The motion late on Friday alleges that Georgia Pacific has distributed $5.38bn in dividends to Koch Industries since the bankruptcy petition was filed in 2017, enriching the debtor’s equity holders while thousands of asbestos claimants remain uncompensated.

Bestwall, Georgia Pacific and Koch Industries have engaged in a “years long strategy of delay”, which has deprived victims of their rights to fair resolution in the tort system, it claims.

The motion to dismiss the bankruptcy filing by Bestwall was filed on behalf of Wilson Buckingham and his wife, Angelika Weiss, who allege Buckingham contracted mesothelioma, a type of cancer linked to asbestos, due to exposure to products made by Georgia Pacific.

Koch Industries did not respond to a request for comment.

Georgia Pacific was the first company to use a contentious legal manoeuvre called the “Texas two-step” to manage billions of dollars of legal claims from people alleging its products containing asbestos caused their cancer. The scheme enabled the company to divide itself into two separate businesses before placing one of them, Bestwall, which contained all the asbestos claims, into bankruptcy.

Johnson & Johnson, Trane Technologies and a US unit of France-based Saint-Gobain took the same path as Georgia Pacific and deployed the “Texas two-step”, which was devised by law firm Jones Day.

The companies argue the mass tort system is broken, poses a grave financial risk to companies and is no longer an efficient forum to deliver justice to victims.
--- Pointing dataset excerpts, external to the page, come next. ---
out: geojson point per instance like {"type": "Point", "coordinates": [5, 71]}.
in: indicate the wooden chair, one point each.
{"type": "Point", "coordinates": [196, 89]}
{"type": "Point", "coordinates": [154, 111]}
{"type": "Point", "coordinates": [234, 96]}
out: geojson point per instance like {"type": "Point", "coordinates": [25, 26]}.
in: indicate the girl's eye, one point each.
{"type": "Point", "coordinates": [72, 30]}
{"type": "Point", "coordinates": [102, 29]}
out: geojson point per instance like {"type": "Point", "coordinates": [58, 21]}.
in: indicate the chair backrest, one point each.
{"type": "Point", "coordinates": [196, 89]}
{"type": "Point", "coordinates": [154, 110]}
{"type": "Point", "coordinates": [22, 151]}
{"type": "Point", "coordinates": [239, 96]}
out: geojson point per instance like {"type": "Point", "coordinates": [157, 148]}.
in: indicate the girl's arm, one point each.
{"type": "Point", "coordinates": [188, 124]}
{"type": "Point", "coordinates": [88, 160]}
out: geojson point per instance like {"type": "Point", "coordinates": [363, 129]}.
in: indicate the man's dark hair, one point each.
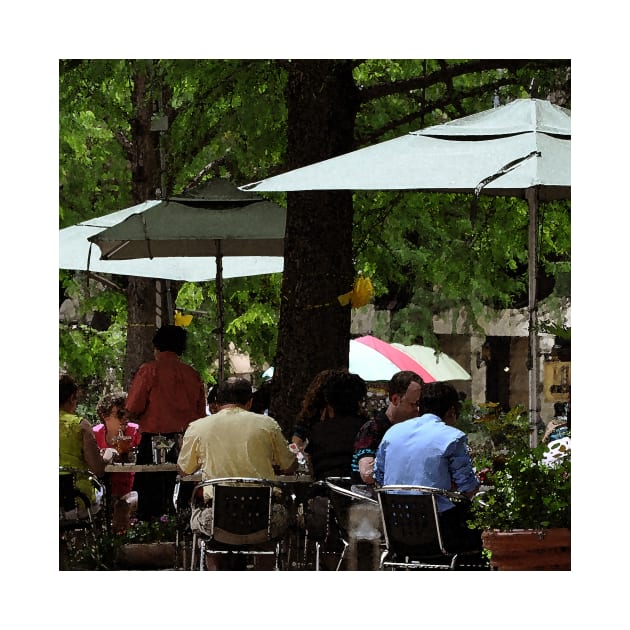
{"type": "Point", "coordinates": [438, 398]}
{"type": "Point", "coordinates": [109, 401]}
{"type": "Point", "coordinates": [234, 390]}
{"type": "Point", "coordinates": [170, 338]}
{"type": "Point", "coordinates": [399, 383]}
{"type": "Point", "coordinates": [67, 388]}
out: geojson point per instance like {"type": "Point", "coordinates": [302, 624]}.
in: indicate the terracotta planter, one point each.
{"type": "Point", "coordinates": [529, 549]}
{"type": "Point", "coordinates": [146, 556]}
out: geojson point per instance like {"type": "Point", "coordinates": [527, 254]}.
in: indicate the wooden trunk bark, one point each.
{"type": "Point", "coordinates": [144, 156]}
{"type": "Point", "coordinates": [314, 330]}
Settlements can be reached more equitably and quickly by managing the cases in bankruptcy courts, they say, rather than in front of juries.

Tort lawyers reject this. They argue that bankruptcy schemes deployed by solvent corporations are an abuse of bankruptcy courts and deny wronged people their right to trial by jury. Far from hastening a settlement, they argue, the bankruptcy process puts the tort cases on hold, thus removing an incentive for companies to come to the table to negotiate a settlement.

The motion to dismiss Bestwall’s bankruptcy follows a landmark ruling issued last month by the Third US Circuit Court of Appeal, which dismissed the bankruptcy of LTL, a subsidiary of J&J, on the grounds that it was not in financial distress.

The Bestwall motion cites the J&J ruling, saying it makes clear that financial distress is the first inquiry made before a company receives the benefits of bankruptcy. Recent case law in the Fourth Circuit Court of Appeals also supports this position, it claims.

Carl Tobias, professor of law at University of Richmond, said different courts around the country were clearly now more receptive to the plaintiff’s arguments in these bankruptcy cases.

“All of that appears to be headed in the same direction to find that you can’t enter bankruptcy to avoid tort claims — and there is a threshold requirement that a company must be in distress to do so.”